Social work was an easy career choice for new graduate Katherine Holtz, whose difficult personal circumstances led to her decision.
“I was married to an alcoholic and addict for almost 10 years, and I lost myself,” Holtz said.
A nontraditional student from Beebe, Arkansas, she has graduated from UA Little Rock with a bachelor’s degree in social work.
“I wish I would’ve had somebody to guide me,” Holtz said. “One of the areas that is still lacking in society is help for addict’s families. In order to help people, especially kids, you have to be able to understand them. I wanted to be able to fill that gap for somebody.”
Earning a degree has been a long time coming for the mother of three children, two “bonus” children, and a grandson she gained guardianship over two days before her sophomore year. When she started at Arkansas State University-Beebe in 2019, she and her husband were waiting for her grandson to be born. Now, at three years old, he tries to help Holtz with her assignments.
“He added a couple lines to a paper once, and by a couple lines I mean a page and a half,” Holtz said. “Of course, that changed my reference page too. Most professors would have counted off, but mine said ‘tell him thank you and that I loved his work.’ I didn’t even notice he’d done it. I stepped away for one second, and he wasn’t even at the computer when I got back!”
Despite her 4.0 GPA, it hasn’t always been easy for Holtz. The second half of her freshman year was all remote due to COVID-19 restrictions, and she had to learn all the software used for online learning.
“My 18-year-old, who is now a freshman at Arkansas State University-Beebe, had to look over my first couple of papers and teach me how to use Google Drive,” Holtz said. “In high school we were using computers to learn how to type, so it’s very different now.”
School has been rewarding in all aspects, but Holtz notes the support of UA Little Rock’s social work student community as one of the most beneficial parts.
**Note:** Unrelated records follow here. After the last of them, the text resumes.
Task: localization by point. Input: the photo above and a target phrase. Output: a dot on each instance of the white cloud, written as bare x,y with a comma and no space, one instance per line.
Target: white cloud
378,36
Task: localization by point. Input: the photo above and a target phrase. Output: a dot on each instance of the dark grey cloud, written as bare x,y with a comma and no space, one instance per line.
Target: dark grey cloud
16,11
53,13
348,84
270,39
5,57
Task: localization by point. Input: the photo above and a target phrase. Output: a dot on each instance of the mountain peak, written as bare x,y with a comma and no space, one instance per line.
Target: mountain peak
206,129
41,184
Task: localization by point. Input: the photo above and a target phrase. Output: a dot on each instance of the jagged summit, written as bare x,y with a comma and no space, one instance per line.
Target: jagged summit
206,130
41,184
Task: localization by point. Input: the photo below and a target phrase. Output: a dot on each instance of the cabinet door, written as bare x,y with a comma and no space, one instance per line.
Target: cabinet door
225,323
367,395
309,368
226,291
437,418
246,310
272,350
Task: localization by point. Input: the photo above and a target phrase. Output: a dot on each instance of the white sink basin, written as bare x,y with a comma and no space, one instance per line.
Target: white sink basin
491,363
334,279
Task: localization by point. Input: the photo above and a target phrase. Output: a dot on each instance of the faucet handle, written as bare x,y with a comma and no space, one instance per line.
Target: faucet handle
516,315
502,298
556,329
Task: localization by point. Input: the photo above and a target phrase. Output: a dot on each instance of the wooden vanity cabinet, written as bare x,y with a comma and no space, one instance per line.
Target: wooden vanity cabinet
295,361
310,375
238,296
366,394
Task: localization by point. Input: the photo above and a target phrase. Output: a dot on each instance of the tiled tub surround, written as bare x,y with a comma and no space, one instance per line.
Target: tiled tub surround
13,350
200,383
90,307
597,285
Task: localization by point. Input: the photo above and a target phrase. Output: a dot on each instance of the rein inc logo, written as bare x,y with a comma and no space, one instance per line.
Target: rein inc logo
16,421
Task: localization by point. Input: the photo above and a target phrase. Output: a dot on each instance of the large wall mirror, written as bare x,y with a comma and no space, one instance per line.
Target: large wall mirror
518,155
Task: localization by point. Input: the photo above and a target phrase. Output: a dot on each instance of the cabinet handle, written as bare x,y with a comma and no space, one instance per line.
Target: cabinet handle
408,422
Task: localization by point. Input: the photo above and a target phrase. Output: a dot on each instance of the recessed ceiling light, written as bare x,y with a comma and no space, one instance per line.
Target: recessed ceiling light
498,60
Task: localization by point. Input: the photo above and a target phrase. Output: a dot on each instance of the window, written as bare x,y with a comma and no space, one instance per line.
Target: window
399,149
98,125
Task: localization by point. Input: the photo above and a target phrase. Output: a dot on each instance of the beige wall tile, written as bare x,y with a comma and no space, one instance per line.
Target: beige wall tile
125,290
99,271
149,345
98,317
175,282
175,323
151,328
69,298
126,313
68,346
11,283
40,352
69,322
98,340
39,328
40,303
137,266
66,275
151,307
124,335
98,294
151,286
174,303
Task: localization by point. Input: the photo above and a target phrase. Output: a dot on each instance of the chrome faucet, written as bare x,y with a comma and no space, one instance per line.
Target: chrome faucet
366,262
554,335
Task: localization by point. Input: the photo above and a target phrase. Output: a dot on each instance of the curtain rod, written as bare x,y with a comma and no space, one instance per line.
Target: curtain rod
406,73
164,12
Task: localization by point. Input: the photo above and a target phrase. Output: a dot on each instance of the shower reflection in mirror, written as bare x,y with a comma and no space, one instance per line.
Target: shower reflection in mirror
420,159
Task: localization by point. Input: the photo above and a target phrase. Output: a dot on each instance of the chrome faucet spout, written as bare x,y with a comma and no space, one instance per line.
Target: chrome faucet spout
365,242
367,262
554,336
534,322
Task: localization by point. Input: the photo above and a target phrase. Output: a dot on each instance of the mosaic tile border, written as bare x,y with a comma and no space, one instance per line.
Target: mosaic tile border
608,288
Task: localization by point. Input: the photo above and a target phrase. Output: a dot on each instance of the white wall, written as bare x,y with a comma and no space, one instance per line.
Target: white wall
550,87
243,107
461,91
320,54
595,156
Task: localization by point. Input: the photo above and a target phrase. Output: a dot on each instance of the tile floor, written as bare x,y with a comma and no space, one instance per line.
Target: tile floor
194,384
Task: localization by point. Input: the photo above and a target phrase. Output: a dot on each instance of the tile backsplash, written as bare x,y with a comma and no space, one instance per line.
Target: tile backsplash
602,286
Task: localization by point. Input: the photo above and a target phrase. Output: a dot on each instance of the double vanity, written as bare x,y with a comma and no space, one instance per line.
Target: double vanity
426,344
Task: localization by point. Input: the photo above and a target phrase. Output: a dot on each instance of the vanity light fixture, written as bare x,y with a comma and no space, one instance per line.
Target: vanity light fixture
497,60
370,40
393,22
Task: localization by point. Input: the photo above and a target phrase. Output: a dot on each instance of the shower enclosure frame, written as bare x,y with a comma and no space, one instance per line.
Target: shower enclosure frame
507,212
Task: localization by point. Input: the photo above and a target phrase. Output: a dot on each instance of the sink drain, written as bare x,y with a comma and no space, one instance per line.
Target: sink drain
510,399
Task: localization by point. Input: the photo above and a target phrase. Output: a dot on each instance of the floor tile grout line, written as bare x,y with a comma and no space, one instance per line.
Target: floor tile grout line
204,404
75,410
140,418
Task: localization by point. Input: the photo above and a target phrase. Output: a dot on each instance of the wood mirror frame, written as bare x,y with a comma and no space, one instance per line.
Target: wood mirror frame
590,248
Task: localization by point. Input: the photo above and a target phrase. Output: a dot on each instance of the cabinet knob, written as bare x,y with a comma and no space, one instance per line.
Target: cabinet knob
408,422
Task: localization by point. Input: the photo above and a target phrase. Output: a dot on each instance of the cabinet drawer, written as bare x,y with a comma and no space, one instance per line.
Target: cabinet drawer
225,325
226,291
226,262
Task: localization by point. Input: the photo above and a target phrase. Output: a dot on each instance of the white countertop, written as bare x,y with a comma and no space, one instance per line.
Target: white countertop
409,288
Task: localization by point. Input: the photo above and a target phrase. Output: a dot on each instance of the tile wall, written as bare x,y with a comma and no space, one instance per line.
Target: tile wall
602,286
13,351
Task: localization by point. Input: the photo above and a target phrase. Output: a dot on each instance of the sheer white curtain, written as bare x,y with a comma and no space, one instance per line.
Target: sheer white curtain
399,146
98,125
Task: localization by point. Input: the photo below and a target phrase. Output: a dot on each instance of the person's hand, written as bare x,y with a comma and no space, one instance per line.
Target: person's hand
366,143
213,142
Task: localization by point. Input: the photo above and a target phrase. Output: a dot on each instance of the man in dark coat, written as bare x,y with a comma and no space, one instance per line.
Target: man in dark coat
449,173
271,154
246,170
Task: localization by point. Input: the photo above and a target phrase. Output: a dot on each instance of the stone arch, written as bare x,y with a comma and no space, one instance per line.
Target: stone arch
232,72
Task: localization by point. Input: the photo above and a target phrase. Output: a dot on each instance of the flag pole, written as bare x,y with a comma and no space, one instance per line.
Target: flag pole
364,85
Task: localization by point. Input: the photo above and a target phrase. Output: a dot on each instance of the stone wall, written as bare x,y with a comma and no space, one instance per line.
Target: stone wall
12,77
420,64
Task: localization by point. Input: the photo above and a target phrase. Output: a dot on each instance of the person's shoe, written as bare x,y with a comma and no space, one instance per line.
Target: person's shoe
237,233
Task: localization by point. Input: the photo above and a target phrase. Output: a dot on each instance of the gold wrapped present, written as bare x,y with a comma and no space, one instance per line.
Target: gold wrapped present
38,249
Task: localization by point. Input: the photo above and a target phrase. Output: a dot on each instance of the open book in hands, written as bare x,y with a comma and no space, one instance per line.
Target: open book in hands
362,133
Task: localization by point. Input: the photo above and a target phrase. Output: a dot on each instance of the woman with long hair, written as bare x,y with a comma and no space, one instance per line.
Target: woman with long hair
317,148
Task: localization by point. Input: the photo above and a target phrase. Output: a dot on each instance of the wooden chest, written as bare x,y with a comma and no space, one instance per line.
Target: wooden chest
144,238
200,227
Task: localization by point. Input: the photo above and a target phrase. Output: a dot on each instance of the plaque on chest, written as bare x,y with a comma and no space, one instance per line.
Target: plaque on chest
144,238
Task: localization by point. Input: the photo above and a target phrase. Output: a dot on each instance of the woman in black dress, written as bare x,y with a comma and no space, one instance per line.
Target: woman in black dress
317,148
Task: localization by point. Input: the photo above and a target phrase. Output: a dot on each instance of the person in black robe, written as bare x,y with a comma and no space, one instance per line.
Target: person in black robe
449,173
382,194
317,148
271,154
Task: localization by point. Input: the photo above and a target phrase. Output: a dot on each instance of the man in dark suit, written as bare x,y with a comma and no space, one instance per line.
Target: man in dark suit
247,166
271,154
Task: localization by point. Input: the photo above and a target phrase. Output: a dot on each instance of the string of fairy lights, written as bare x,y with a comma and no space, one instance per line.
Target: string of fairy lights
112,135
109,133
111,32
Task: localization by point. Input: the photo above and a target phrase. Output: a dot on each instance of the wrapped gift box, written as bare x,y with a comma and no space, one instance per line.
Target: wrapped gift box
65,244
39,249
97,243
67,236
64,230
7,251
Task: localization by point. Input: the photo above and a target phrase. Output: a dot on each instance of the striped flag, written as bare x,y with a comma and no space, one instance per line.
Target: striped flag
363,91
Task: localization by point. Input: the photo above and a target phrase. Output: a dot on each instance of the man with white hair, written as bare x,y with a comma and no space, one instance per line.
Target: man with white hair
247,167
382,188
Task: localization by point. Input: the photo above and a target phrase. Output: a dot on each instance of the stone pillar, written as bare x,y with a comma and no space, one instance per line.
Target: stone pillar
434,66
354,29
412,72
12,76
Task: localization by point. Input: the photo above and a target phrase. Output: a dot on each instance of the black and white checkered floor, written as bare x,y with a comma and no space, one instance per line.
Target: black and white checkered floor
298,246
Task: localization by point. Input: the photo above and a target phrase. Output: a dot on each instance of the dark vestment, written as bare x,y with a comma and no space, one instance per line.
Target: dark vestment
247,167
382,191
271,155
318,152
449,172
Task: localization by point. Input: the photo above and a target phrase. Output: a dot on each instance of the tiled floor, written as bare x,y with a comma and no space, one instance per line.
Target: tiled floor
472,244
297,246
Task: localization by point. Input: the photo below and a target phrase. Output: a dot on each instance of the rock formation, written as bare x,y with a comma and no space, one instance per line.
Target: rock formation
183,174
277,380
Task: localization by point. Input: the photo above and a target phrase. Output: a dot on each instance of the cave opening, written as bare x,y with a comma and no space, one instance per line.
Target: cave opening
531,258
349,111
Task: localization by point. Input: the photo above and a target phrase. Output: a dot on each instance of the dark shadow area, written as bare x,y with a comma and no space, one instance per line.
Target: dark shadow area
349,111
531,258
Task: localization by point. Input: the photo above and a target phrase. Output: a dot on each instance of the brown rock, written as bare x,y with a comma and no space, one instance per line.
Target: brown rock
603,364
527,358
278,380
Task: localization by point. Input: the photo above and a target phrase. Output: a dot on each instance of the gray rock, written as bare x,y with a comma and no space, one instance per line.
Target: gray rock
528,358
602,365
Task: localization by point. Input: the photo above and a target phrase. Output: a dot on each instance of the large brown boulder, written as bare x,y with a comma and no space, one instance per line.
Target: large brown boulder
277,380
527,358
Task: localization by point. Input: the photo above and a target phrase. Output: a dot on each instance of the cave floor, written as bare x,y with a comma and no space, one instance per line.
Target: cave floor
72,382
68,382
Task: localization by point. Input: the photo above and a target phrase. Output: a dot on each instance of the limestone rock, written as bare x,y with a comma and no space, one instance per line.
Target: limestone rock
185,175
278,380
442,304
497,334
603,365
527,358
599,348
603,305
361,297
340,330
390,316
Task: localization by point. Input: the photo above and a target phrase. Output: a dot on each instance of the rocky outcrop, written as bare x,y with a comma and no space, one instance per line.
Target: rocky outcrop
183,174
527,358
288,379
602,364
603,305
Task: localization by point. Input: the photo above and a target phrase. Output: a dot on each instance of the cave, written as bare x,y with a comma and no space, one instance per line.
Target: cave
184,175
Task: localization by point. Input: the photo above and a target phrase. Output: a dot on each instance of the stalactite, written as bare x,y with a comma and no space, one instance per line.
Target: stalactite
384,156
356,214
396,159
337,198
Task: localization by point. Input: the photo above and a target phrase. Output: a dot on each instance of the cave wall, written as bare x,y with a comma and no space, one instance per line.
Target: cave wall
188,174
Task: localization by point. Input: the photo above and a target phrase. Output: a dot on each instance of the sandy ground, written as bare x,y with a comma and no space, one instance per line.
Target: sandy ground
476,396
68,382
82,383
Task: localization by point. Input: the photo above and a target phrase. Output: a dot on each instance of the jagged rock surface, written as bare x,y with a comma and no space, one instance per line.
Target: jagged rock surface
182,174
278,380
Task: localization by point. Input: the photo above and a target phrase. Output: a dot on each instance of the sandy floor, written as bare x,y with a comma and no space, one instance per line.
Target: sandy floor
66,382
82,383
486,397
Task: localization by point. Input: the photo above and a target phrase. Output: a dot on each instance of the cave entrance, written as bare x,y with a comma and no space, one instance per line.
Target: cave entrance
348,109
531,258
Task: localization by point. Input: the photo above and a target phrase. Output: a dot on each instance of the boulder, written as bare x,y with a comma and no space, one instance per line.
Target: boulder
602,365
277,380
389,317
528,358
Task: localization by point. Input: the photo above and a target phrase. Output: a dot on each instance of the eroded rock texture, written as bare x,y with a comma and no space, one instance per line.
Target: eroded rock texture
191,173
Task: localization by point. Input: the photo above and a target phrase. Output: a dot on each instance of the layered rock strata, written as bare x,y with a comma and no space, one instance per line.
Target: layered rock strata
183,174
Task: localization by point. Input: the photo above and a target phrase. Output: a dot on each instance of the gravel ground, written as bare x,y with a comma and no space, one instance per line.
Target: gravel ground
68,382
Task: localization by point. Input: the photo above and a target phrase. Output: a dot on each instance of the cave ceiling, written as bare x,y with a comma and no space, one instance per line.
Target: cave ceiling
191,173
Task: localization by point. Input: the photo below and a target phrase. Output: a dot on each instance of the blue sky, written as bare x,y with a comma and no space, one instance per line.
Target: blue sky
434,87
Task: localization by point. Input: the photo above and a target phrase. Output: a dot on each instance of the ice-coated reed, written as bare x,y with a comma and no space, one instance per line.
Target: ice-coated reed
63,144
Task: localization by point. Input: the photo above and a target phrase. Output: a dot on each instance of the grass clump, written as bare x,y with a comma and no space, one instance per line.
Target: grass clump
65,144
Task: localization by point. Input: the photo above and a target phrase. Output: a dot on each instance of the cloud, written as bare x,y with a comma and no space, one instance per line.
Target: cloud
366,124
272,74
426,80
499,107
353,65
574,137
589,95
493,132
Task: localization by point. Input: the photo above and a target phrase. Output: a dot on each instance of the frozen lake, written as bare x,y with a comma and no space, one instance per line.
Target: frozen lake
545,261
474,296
“May Atkins, coordinator for the Bachelor of Social Work program, said ‘find your people’ on the first day, and that has stuck with me,” Holtz said. “I’ve always had a hard time fitting in because I’m older and my kids are older, but I have found a handful of true friends who I can call at 2 a.m. and know they’ll be there for me. I have not had that sense of attachment outside of my family in a long time. To do social work, you have to have a heart for people and a heart for change, and I think that’s why we work so well.”
Holtz also gives credit to UA Little Rock Child Care Connections for help searching for and paying for quality child care. The program is available to eligible undergraduate students to help them continue their education without day care being a hindrance. She said she will continue using the services for as long as possible, especially now that she has been accepted into the advanced standing part-time Master in Social Work program.
Her children have helped a great deal throughout this process. Her daughter, who was on a traveling missionary team, came home to help Holtz with her grandson.“She stayed home and babysat him while I went to classes,” Holtz said. “I draw a lot of strength from my kids, and they’ve been my biggest cheerleaders.”